息を切らし、止まるころにはもう誰もいなかった。

……左手首が、痛い。

家に帰り、部屋に戻る。

ギアをかぶり、A2Oにログインした。

「よーっす。ミキー」

「う、うん」

エルルゥとあいさつを交わす。

……ゲームにログインしても、左手首がいたい。なんだろう、この痛み。幻肢痛ってやつだろうか。昔の古傷が、開いたんだろうか。

…………。気分が優れないや。

「ごめん。エルルゥ。ちょっと気分悪いから落ちるね」

「え? あ、うん。お大事に?」

笑顔で手を振りながらログアウトする。

今日は、なんだか気分が乗らない。疲れているからだろうか。それとも過去の嫌な記憶の性だろうか。きっと、どっちもだろう。

忘れたい記憶というものは、何かがトリガーになるものだ。

原田と再会したことが私の嫌な記憶をよみがえらせる引き金になったんだろうな。

「……この傷が、痛いの、か」

私は、左腕を抑えながら、眠りについたのだった。

私のこの傷は自殺しようとした証。

辛かった。人間不信になった。珠洲以外信じられる人がいなかった。学校にも行きたくなく、親に行きたくないっていうと頑張れって言われた。

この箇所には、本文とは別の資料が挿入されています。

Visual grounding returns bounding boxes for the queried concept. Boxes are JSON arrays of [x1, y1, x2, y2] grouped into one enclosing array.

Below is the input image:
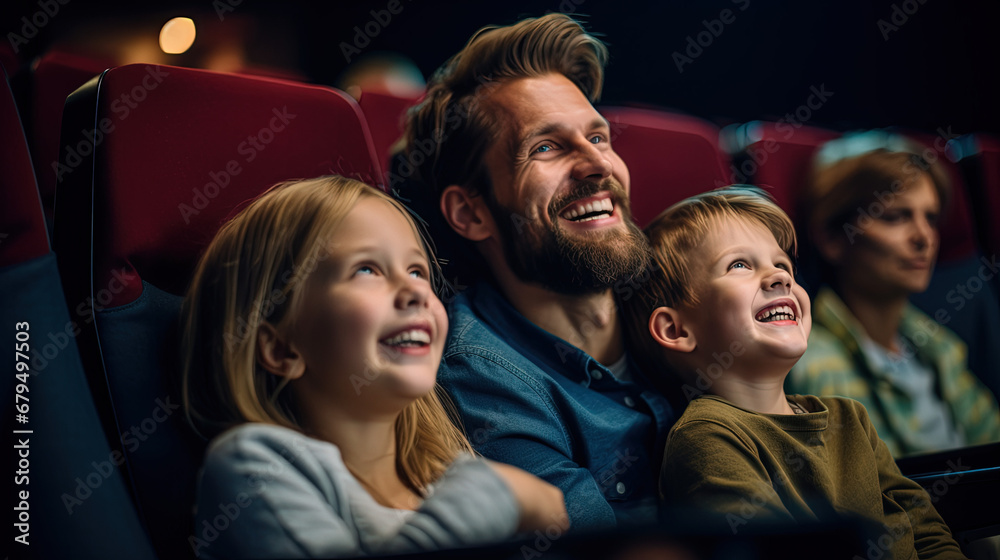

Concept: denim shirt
[[438, 282, 676, 531]]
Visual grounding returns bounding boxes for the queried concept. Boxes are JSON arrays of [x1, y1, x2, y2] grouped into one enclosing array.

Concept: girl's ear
[[649, 307, 698, 352], [257, 321, 306, 379], [441, 185, 496, 241]]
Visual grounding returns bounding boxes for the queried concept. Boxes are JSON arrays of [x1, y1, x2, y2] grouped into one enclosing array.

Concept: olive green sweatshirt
[[660, 395, 965, 559]]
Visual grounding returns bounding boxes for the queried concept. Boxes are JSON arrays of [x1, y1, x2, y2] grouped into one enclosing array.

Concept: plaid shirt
[[785, 288, 1000, 457]]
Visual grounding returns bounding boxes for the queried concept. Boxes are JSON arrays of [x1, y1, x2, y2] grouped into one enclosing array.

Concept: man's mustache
[[549, 177, 628, 223]]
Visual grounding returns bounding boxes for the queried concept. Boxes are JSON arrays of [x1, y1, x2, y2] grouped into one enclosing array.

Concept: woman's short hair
[[800, 148, 951, 244]]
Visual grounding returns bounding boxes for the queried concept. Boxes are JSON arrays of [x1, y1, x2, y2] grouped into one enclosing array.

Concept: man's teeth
[[757, 305, 795, 323], [562, 198, 615, 222], [382, 329, 431, 346]]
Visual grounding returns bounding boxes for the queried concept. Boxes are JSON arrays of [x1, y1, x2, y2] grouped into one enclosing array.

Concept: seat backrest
[[599, 107, 729, 227], [358, 91, 421, 179], [902, 130, 979, 263], [0, 61, 49, 268], [0, 61, 153, 559], [55, 64, 382, 557], [738, 121, 840, 222], [31, 51, 114, 219], [957, 133, 1000, 262]]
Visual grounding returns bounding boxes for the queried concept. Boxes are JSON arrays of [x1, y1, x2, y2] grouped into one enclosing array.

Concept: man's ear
[[649, 307, 698, 352], [256, 321, 306, 379], [813, 226, 848, 265], [441, 185, 496, 241]]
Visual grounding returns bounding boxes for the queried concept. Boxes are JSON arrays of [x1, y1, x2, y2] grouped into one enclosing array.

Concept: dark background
[[0, 0, 1000, 134]]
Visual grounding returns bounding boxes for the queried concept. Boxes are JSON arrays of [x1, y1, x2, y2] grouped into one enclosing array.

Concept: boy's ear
[[649, 307, 698, 352], [256, 321, 306, 379], [441, 185, 496, 241]]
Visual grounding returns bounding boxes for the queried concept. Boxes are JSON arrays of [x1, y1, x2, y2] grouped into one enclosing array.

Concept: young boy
[[624, 186, 964, 558]]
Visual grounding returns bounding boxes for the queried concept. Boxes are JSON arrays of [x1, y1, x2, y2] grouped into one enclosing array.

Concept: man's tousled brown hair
[[405, 13, 608, 196]]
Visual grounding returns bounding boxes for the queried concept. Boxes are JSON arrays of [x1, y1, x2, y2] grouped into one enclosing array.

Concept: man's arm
[[439, 353, 616, 531]]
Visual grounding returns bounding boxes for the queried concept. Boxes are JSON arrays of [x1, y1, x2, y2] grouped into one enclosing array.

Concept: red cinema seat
[[358, 91, 422, 179], [949, 133, 1000, 266], [31, 51, 114, 220], [600, 107, 730, 227], [901, 131, 979, 263], [55, 64, 382, 558], [0, 61, 49, 268], [0, 63, 153, 559], [737, 121, 840, 222]]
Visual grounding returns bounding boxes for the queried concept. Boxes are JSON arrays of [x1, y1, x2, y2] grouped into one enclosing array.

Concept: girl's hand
[[487, 461, 569, 534]]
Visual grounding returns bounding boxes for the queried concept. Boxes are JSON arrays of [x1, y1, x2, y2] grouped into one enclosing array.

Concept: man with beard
[[391, 14, 674, 530]]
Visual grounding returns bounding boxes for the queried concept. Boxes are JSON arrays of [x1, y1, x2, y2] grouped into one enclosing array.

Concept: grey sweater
[[190, 424, 519, 559]]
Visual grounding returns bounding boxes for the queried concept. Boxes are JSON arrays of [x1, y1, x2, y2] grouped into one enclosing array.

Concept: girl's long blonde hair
[[181, 175, 471, 493]]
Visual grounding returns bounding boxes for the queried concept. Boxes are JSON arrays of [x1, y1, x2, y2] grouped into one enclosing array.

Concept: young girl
[[182, 176, 568, 558]]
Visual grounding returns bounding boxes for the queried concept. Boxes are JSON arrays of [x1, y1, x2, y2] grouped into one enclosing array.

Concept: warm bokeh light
[[160, 18, 195, 54]]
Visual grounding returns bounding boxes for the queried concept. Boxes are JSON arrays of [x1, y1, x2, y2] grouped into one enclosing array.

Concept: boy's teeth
[[382, 329, 431, 346], [562, 198, 615, 222], [756, 305, 795, 323]]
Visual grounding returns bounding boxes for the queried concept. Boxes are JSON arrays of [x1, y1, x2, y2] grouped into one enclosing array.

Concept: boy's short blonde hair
[[622, 185, 798, 368]]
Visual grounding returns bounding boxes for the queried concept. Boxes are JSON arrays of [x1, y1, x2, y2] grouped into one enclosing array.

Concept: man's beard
[[486, 178, 650, 295]]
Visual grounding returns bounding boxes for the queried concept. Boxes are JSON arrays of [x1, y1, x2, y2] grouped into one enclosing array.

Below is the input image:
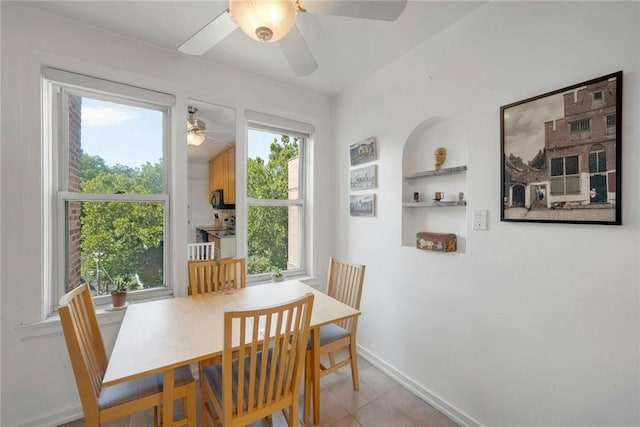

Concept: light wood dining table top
[[103, 280, 360, 385]]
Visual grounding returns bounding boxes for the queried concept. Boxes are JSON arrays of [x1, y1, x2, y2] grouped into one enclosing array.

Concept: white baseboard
[[358, 344, 483, 427], [14, 406, 84, 427]]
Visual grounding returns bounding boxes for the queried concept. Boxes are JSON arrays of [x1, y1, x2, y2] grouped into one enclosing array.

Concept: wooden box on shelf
[[416, 231, 458, 252]]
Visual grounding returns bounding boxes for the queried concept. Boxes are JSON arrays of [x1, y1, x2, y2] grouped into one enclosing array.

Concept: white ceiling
[[16, 0, 485, 163], [19, 0, 485, 95]]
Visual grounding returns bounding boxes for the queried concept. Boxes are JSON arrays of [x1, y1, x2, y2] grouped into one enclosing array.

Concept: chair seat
[[307, 323, 349, 349], [203, 350, 277, 412], [98, 366, 194, 409]]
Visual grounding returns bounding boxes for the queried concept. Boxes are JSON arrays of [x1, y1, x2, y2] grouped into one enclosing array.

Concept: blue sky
[[82, 97, 162, 167], [82, 97, 280, 167]]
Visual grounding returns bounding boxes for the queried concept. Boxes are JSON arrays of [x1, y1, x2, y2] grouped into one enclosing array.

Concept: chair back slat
[[187, 242, 215, 260], [327, 257, 365, 331], [222, 293, 313, 424], [188, 258, 247, 295], [58, 284, 108, 414]]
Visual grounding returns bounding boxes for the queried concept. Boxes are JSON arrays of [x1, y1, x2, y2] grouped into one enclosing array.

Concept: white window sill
[[15, 289, 173, 340]]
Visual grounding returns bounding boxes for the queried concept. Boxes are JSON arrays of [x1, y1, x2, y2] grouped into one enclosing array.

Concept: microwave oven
[[211, 189, 236, 209]]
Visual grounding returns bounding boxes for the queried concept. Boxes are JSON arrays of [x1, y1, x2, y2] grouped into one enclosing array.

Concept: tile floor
[[59, 358, 458, 427]]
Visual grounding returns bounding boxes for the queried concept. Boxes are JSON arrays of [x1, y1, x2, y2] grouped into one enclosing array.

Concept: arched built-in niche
[[402, 117, 467, 253]]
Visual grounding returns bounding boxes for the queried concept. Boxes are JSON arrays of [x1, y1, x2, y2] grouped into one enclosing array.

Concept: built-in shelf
[[404, 166, 467, 179], [402, 200, 467, 208]]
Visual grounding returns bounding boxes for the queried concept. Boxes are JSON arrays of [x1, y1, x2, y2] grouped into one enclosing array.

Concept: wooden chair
[[58, 284, 196, 427], [187, 242, 215, 260], [188, 258, 247, 295], [304, 257, 365, 424], [200, 293, 313, 427]]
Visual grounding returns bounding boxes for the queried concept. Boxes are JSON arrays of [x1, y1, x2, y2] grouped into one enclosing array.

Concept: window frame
[[244, 117, 313, 283], [549, 154, 580, 196], [41, 66, 175, 315]]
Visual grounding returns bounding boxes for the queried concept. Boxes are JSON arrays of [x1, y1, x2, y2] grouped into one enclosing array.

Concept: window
[[571, 119, 591, 133], [551, 155, 580, 196], [589, 147, 607, 174], [44, 68, 173, 306], [606, 113, 616, 135], [247, 113, 309, 278]]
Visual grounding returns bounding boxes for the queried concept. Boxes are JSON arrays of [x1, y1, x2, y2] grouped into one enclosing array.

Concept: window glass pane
[[571, 119, 591, 132], [589, 152, 598, 173], [68, 95, 164, 194], [598, 151, 607, 172], [589, 151, 607, 173], [565, 156, 580, 175], [247, 129, 300, 200], [65, 201, 164, 295], [551, 178, 564, 195], [247, 206, 290, 274], [551, 157, 564, 176], [566, 176, 580, 194]]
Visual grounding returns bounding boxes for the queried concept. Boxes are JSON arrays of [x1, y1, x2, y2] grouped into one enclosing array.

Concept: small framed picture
[[349, 193, 376, 216], [349, 136, 378, 166], [351, 165, 377, 191], [500, 71, 622, 225]]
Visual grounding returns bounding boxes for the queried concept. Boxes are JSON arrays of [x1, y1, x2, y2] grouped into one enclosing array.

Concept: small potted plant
[[271, 267, 284, 282], [111, 276, 130, 308]]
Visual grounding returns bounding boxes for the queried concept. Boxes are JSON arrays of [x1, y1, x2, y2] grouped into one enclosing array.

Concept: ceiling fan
[[178, 0, 407, 77], [187, 105, 225, 146]]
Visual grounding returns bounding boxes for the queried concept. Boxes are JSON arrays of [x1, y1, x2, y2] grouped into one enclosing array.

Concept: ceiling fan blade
[[300, 0, 407, 21], [277, 25, 318, 77], [178, 10, 238, 55]]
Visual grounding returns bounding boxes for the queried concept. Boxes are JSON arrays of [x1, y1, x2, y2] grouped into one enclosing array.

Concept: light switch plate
[[473, 209, 487, 230]]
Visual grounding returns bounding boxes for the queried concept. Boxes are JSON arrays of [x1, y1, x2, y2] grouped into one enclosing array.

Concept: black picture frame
[[500, 71, 622, 225]]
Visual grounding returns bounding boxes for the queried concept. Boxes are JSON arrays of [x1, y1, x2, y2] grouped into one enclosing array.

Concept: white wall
[[0, 2, 334, 426], [334, 2, 640, 426]]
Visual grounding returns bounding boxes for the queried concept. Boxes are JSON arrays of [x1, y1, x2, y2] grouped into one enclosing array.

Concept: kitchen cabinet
[[209, 145, 236, 204]]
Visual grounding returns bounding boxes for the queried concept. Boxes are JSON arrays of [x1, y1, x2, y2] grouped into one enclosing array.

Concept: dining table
[[103, 280, 360, 427]]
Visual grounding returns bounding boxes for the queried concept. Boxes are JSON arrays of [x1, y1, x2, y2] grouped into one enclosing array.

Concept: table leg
[[162, 369, 175, 426], [311, 328, 320, 424]]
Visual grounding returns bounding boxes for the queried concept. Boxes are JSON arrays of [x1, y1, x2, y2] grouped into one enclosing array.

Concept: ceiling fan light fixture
[[187, 105, 206, 146], [229, 0, 298, 43]]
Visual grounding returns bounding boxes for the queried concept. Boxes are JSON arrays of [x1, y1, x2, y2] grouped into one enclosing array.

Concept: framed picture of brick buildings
[[500, 71, 622, 225]]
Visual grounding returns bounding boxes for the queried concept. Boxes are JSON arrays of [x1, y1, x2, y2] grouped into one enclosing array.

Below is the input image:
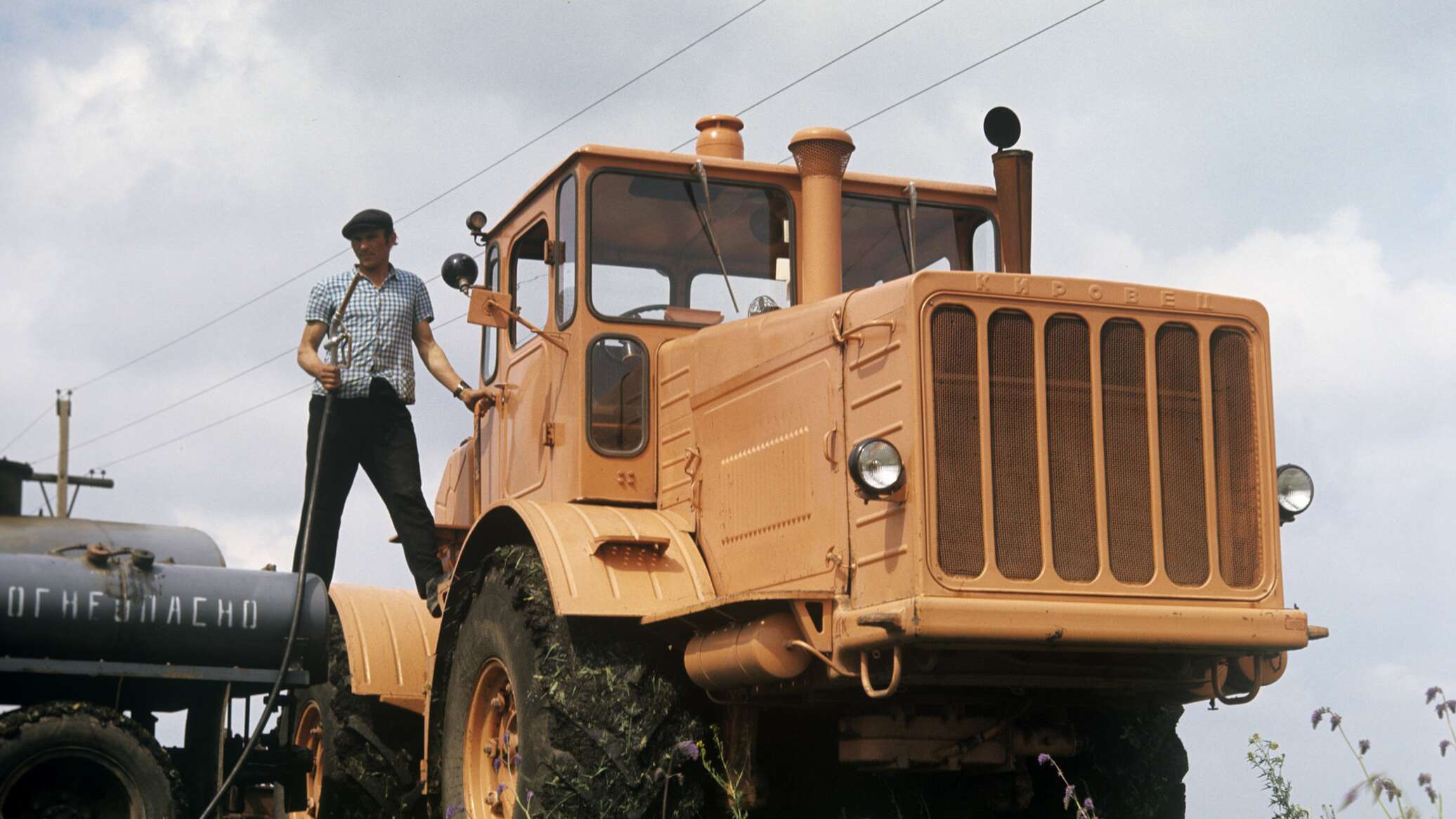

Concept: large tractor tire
[[0, 702, 185, 819], [440, 546, 705, 818], [290, 617, 424, 819]]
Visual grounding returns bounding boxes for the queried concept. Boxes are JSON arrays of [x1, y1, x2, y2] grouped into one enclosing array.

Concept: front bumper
[[834, 596, 1322, 654]]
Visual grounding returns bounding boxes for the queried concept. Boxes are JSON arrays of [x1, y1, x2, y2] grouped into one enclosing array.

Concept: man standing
[[292, 208, 485, 617]]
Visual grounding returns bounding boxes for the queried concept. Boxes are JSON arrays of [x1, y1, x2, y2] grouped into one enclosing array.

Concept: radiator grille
[[986, 311, 1041, 580], [930, 307, 986, 577], [1047, 316, 1096, 581], [929, 304, 1268, 588], [1209, 329, 1263, 588], [1103, 319, 1153, 583]]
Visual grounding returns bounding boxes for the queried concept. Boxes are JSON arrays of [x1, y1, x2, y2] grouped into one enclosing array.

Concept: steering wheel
[[618, 304, 672, 319]]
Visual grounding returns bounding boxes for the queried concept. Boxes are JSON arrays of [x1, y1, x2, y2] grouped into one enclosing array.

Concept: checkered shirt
[[303, 265, 436, 404]]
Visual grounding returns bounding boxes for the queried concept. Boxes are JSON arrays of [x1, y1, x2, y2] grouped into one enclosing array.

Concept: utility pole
[[56, 389, 72, 517]]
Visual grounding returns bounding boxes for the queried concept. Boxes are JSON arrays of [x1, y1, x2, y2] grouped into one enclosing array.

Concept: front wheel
[[440, 546, 702, 819]]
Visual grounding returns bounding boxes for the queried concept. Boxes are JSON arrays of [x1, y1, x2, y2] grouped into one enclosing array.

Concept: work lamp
[[849, 439, 906, 497], [1274, 463, 1315, 520]]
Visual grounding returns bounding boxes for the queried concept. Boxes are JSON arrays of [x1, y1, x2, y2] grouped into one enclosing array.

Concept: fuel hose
[[201, 268, 364, 819]]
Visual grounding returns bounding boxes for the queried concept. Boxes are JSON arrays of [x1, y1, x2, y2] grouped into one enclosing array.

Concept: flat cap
[[344, 207, 395, 239]]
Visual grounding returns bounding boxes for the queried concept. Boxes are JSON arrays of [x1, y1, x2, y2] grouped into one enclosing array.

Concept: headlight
[[849, 439, 906, 497], [1275, 463, 1315, 517]]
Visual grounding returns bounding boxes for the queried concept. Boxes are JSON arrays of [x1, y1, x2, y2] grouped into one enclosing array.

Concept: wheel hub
[[463, 657, 527, 816], [288, 699, 323, 819]]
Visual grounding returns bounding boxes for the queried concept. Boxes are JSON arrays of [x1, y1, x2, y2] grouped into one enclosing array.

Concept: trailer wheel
[[290, 615, 424, 819], [440, 546, 703, 818], [0, 693, 183, 819]]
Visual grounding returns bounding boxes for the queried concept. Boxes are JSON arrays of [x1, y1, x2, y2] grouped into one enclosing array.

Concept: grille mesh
[[930, 307, 986, 577], [1103, 319, 1153, 583], [1157, 323, 1209, 586], [929, 304, 1268, 588], [1047, 316, 1098, 581], [986, 311, 1041, 580], [1209, 329, 1263, 588]]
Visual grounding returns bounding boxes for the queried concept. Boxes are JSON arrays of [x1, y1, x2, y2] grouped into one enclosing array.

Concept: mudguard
[[329, 583, 440, 716], [450, 500, 715, 618]]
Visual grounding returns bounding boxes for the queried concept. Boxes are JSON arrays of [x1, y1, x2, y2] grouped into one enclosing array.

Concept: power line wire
[[96, 314, 466, 469], [34, 345, 297, 463], [4, 405, 54, 449], [63, 0, 769, 391], [670, 0, 945, 152], [31, 266, 469, 463], [82, 0, 1107, 467], [845, 0, 1107, 131]]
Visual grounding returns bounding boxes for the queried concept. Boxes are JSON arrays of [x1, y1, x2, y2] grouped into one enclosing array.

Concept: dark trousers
[[292, 379, 441, 598]]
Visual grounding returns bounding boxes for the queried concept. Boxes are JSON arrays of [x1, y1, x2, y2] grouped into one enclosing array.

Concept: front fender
[[447, 500, 715, 618], [425, 500, 716, 793]]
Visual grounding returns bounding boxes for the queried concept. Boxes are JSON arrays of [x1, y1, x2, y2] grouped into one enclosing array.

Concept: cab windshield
[[587, 171, 793, 325], [840, 195, 997, 293]]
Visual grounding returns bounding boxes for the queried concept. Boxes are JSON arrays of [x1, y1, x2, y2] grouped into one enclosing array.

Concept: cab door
[[498, 216, 565, 498]]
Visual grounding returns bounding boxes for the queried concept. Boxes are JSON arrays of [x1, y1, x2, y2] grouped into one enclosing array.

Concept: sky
[[0, 0, 1456, 818]]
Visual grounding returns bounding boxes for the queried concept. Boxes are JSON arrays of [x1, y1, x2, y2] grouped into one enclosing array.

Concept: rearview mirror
[[440, 254, 481, 293]]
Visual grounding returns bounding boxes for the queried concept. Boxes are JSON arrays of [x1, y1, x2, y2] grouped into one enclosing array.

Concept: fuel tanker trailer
[[0, 460, 327, 819]]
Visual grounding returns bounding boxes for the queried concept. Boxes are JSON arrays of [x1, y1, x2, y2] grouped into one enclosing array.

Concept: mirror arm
[[486, 302, 568, 353]]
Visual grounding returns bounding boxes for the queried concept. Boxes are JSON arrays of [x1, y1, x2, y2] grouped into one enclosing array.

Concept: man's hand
[[460, 387, 490, 413], [318, 364, 344, 392]]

私は、頑張っていたのに、頑張れって、何だろうと思った。

頑張っていたんだよ。でも、頑張れって。

そのことが引き金となったかな。カッターナイフで左手首を切った。

死ねなかったよ。知識もなかったしこれで死ねると思っていた。

親は泣いていた。そこまで追い込んじゃったのかって。

お母さんは、しばらくの間なにもできなくなった。お父さんも、仕事が手につかなくなった。私のせいだと自分を責めた。

なんで、こうなったんだろうって。小学校の頃思った。

中学に入ってもいじめは続いた。

大人になるにつれいじめの内容がエスカレートしていく。最初は物を隠すことや暴言だったりした。が、次第に殴られたりもし始め、挙句には閉じ込められたこともあった。

そして、もう一度、死のうと決意した。

橋から川に飛び降りて死のうとした。

水死というのは楽に死ねないと聞く。苦しく死んでいくっていうことは知っていた。だけれど、死ねるのなら、それでいい。

そう思い、飛び込んだ。

だが、失敗に終わった。

また、親が泣いた。美鈴も泣いた。

担任や珠洲もお見舞いに来たが、担任だけは突っぱねた。担任もクズ。いじめがあることは知っていたくせに止めることもしなかったから。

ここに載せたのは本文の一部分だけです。